Hace unos años fue homenajeado en la Cancha Pancho Padilla de Arecibo por su trayectoria en el baloncesto y de ser uno de los integrantes de uno de los equipos subcampeones de Arecibo.

He aquí un breve desglose de algunos de los premios recibidos:

  1. 1939 – Jugador Más Valioso – Primera Categoría con el equipo de Camuy
  2. 1940 – Mejor Anotador Regional (25-30 puntos por juego) – Escuela Superior de Lares
  3. 1940 – Jugador Más Valioso – Primera Categoría con el equipo de El Pepino
  4. 1943 – Jugador Más Distinguido junto a Arquelio Torres, Francis Biaggi y Rajao Ramírez – Tortuguero mientras servía en el Ejército de Estados Unidos
  5. 1943 – Trofeo Campeón Triangular (Cuba, Puerto Rico y República Dominicana) – celebrado en República Dominicana
  6. 1943-44 – Trofeo Sub-campeones – Tortuguero mientras servía en el Ejército de Estados Unidos
  7. 1946 – Trofeo Sub-campeones – Liga Superior – Equipo de Arecibo
  8. 1953 – Otorgamiento de 13 medallas y trofeos y un premio de $1500.00, en un homenaje en Arecibo

Hoja de Trabajo

Oficial de Custodia y Maestro de Deportes

Para 1950 Pepe ve la posibilidad de entrar al mundo de la justicia criminal y es adiestrado para ejercer como guardia penal. Hasta 1955 trabajó como oficial de custodia en la Penitenciería Estatal mejor conocida como Oso Blanco. Su mayor función dentro de esta institución de rehabilitación del confinado fue como maestro de deportes. Allí logró conformar equipos deportivos con la finalidad de crear una mente nueva en los confinados.

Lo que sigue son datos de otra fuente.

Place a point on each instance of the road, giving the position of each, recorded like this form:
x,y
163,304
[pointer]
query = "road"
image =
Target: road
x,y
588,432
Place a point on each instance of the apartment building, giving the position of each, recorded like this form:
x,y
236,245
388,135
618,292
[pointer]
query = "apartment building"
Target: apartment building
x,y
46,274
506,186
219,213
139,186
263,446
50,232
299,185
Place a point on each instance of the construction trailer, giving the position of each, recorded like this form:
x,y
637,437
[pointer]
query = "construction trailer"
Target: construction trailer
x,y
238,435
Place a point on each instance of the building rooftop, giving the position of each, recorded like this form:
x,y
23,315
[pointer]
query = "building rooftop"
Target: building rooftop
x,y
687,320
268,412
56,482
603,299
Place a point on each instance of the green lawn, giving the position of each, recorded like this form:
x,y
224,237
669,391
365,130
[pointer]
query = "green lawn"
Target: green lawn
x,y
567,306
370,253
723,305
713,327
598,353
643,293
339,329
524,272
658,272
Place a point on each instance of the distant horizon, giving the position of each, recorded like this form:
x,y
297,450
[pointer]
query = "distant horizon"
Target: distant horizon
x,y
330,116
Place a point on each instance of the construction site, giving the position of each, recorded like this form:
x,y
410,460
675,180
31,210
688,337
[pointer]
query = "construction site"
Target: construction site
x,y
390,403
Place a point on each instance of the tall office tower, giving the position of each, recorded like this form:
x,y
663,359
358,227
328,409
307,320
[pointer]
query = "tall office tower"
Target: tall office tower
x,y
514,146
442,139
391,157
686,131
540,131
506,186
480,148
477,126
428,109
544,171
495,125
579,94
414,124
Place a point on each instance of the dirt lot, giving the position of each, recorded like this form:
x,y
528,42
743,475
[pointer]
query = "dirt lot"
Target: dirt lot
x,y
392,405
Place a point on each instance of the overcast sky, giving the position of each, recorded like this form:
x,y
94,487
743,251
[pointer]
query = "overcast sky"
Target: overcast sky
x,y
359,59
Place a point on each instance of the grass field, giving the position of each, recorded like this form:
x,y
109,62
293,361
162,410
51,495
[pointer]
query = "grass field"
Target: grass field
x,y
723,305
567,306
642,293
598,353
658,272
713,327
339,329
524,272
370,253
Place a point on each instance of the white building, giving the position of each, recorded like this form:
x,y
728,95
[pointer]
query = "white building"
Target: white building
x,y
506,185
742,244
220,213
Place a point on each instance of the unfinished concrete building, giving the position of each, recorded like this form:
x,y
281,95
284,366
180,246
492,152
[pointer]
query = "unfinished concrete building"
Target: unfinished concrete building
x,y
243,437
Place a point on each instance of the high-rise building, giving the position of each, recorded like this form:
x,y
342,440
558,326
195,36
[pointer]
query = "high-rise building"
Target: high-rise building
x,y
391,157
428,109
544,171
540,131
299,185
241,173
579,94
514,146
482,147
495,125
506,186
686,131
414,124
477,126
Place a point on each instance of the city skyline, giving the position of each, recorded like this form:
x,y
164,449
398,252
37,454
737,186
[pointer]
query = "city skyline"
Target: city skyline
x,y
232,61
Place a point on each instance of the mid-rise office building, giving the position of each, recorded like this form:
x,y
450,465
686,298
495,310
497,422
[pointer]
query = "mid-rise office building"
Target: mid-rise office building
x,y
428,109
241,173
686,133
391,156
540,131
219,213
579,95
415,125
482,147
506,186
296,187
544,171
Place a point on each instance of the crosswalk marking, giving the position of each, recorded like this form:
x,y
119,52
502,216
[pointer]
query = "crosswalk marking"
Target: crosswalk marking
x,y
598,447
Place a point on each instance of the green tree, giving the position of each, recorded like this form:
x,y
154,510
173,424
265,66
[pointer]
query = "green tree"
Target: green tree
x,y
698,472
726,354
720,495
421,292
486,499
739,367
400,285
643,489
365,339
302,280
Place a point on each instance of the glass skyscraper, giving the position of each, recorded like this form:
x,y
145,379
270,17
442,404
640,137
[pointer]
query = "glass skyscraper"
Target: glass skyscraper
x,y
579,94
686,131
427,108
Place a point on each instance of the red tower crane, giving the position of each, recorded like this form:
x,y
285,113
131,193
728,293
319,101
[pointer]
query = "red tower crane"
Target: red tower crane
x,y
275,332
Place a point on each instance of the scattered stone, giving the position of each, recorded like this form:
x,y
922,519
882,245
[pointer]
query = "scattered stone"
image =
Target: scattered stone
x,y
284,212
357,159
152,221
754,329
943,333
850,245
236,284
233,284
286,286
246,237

Supervisor de Desganche y Supervisor de Líneas

Siempre hemos conocido a Pepe como un humilde pepiniano, de raza negra, pero con una alta educación. Para 1950 se graduó de Electricidad Relacionada luego de cursar la carrera por cinco años en Arecibo. Esa certificación es el equivalente en esta época a ingeniero electricista..

De 1955 a 1985 trabajó para la Autoridad de Energía Eléctrica, empresa del gobierno de Puerto Rico, en donde escaló posiciones hasta llegar a ser supervisor de desganche y supervisor de líneas eléctricas de alta tensión. En el 1985 se retiró de la empresa, pensionado.

Conclusión

Como hemos visto en esta breve biografía de Pepe Beníquez, este pepiniano ha sido el atleta más versátil y más completo que jamás haya dado El Pepino. Se destacó en pista y campo, en voleibol, el baloncesto, en el baseball y en el boxeo. Ha jugado en las ligas superiores y profesionales de la época en El Pepino y en Puerto Rico. Ha representado a Puerto Rico en competencias internacionales. Ha sido un paradigma de superación. Fue un atleta con una alta preparación académica. Venció los prejuicios raciales y logró penetrar en los corazones de los de su generación y la nuestra. Nos ha dado uno de los peloteros de Grandes Ligas más destacados de El Pepino, su hijo Tití Beníquez.

Pero todavía, en los inicios del siglo 21, muchos de nosotros, los pepinianos, encontramos que no hemos honrado a Pepe perpetuando su nombre una de las instalaciones deportivas más importantes de San Sebastián. Y es que los pepinianos de esta generación no conocen muy bien su trayectoria como ser humano y como deportista. Pero la generación anterior a la nuestra conoce a este gran atleta y debe reconocerle juntamente con la nuestra, antes de que sea tarde, designando con su nombre una de nuestras instalaciones principales.

Sin embargo este autor, en representación de los pepinianos y puertorriqueños que conocieron y conocen a Pepe como un gran ser humano y deportista, quiere dejar consignado como testimonio para la historia una breve biografía del atleta más versátil que ha dado El Pepino. Vida narrada para ser ejemplo de superación a los jóvenes, principalmente a los deportistas y para orgullo de lo que nuestro pueblo y de nuestra nación, Puerto Rico, pueden producir.